<--- Back to all resources

Engineering

February 25, 2026

12 min read

The Outbox Pattern Explained: Reliable Event Publishing for Microservices

Learn how the transactional outbox pattern solves the dual-write problem in microservices, how it integrates with Change Data Capture, and how to implement it reliably.

TL;DR: • The dual-write problem causes data loss and inconsistency when services write to a database and a message broker in the same operation. • The outbox pattern solves this by writing events to a database table atomically with the business data, then streaming those events out separately. • Change Data Capture is the most operationally clean way to implement the outbox tail - it eliminates polling, reduces latency, and decouples the publishing concern entirely. • Managed CDC platforms like Streamkap remove the infrastructure burden of running Debezium or custom connectors yourself.

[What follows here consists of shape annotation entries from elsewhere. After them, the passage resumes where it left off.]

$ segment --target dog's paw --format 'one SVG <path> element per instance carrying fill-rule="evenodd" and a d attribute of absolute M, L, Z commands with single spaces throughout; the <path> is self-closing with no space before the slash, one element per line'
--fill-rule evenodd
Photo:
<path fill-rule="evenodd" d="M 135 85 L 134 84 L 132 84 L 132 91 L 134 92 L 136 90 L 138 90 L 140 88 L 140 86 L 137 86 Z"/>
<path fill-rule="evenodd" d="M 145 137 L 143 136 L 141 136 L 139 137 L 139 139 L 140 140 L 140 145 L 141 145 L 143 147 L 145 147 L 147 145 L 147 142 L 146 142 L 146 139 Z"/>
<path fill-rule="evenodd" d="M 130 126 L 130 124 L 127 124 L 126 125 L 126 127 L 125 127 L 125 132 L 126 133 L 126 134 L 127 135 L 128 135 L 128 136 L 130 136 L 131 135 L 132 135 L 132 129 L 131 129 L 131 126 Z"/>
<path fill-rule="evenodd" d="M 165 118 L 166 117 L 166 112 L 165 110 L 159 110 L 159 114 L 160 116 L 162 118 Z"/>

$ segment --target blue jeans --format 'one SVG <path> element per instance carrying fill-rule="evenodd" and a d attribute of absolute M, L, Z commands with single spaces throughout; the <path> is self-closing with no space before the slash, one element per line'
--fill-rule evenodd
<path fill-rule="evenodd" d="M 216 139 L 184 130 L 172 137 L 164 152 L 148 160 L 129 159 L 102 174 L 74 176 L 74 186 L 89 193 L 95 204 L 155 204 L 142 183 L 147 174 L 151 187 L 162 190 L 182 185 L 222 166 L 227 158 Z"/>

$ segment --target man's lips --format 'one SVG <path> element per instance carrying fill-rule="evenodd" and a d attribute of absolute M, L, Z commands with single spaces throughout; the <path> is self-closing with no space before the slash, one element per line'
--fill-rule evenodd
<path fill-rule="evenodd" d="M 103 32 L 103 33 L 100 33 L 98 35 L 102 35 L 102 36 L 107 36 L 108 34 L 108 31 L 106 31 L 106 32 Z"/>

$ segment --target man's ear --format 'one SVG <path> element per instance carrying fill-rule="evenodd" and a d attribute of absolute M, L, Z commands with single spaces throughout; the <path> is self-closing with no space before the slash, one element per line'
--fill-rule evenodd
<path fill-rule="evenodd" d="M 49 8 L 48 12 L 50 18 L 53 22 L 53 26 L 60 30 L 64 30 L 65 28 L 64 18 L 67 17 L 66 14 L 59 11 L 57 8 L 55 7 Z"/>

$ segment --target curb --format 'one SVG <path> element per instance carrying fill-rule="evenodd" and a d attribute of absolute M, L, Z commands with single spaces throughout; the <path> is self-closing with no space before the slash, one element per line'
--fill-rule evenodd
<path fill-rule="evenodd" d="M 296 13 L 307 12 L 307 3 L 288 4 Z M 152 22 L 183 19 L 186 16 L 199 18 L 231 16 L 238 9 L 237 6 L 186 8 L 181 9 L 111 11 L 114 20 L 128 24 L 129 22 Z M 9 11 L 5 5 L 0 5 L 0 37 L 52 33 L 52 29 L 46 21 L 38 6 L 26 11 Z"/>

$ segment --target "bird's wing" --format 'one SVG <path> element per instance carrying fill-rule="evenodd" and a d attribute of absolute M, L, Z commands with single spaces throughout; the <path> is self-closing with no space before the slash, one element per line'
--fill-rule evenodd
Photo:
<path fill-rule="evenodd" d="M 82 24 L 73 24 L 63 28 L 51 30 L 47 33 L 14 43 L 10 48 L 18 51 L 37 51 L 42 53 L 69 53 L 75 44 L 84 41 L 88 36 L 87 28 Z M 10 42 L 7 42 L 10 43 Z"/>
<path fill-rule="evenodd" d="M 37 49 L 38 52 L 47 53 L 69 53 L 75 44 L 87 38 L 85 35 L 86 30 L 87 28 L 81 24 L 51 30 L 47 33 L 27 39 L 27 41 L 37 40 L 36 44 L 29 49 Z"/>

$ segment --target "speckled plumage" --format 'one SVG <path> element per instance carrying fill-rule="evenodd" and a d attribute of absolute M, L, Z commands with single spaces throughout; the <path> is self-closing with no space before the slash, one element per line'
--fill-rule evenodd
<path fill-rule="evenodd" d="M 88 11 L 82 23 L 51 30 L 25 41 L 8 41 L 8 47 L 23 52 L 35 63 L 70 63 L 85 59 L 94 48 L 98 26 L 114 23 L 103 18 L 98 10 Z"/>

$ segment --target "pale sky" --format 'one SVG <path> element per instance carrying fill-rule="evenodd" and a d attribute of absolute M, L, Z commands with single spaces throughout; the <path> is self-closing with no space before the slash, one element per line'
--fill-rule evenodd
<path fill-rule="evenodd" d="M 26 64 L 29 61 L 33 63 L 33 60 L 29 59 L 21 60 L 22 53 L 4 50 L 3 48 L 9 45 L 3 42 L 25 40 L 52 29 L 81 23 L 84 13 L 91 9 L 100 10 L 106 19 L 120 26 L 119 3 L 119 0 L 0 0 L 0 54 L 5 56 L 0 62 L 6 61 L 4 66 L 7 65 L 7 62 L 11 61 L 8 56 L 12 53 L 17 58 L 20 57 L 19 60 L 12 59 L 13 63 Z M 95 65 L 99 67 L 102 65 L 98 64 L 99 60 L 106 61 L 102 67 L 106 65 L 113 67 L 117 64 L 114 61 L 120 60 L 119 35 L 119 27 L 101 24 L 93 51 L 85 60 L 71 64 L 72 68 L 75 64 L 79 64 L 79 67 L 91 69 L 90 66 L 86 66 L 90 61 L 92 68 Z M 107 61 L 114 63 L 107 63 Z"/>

Every microservices architecture eventually runs into the same problem: how do you keep a database update and a message broker publish in sync when the two operations cannot participate in a single atomic transaction? This is called the dual-write problem, and it is the source of some of the most insidious bugs in distributed systems - the kind that only surface under failure conditions, in production, at the worst possible time.

The transactional outbox pattern is the industry-standard solution. This guide explains what it is, how it works, how Change Data Capture fits in, and how to evaluate implementation approaches for your team.

The Dual-Write Problem

Imagine an e-commerce service that processes an order. Two things need to happen:

  1. The order is saved to the database with status CONFIRMED.
  2. An OrderConfirmed event is published to Kafka so the inventory service, the notification service, and the analytics pipeline can react.

The naive implementation does both in sequence:

db.save(order)           # Step 1: write to database
kafka.publish(event)     # Step 2: publish to Kafka

This looks fine, but consider what happens when things go wrong:

  • Database succeeds, Kafka fails: The order is saved. The event is never published. Downstream services never know the order exists. Inventory is never reserved. The customer gets no confirmation email.
  • Kafka succeeds, database fails: The event is published. Downstream services start processing an order that does not exist in the database. You have phantom inventory reservations and phantom emails.
  • Network partition between the two writes: Either scenario above, depending on where the partition lands.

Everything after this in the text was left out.